# Muzzle Brake



## Bigj (Jul 22, 2007)

Who in Houston is doing a good job on muzzle brakes


----------



## OrangeS30 (Jun 21, 2009)

MG Arms in Spring. They are right down the street from Carter's Country.


----------



## coogerpop (Sep 3, 2009)

Lindstrom Machine...Larry Lindstrom...good guy and great work.


----------



## woods (Dec 3, 2011)

Briley makes a nice looking one, flush if your barrel is thick enough










sorta like an expanded metal thingy but works good


----------



## yep (Jul 25, 2006)

that is a cool looking brake. how do you like it, how effective is it?


----------



## woods (Dec 3, 2011)

Not as effective on recoil as some but not as loud as those that are more effective.
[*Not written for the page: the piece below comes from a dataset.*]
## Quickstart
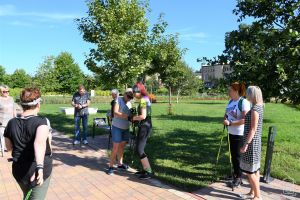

They don't give reduction on their website

http://www.briley.com/briley-rifles.aspx

but I would guess at about 35%

Wouldn't put it on a light 375 but it was just enough on a 338 win mag to make it more shootable on an old shoulder, about down to a 30-06 in a light rifle level


----------



## THE JAMMER (Aug 1, 2005)

X2 on Kerry at Match Grade.


----------



## MHMRanch (Jun 29, 2009)

call active tuning solutions and talk to Johny 281-516-3537


----------



## horned frog (Nov 9, 2008)

Just go to Hondo and get a Vias brake.


----------



## djduke47823 (Jun 7, 2005)

Chris @ Aquila Firearms 713-870-9398


----------



## MoonShadow (Jun 3, 2007)

X2 for Chris at http://www.aquilafirearms.com/


----------



## Tailshot (Jan 23, 2010)

horned frog said:


> Just go to Hondo and get a Vias brake.


x2. Got 'em on my 3 personal and 2 work rifles. My .338 Lapua custom tactical rifle feels like a .243 Win.


----------



## Bigj (Jul 22, 2007)

Thanks for all the input Guys I went with a vandenberg ED has built several guns for me doe's a good job on everything he touches


----------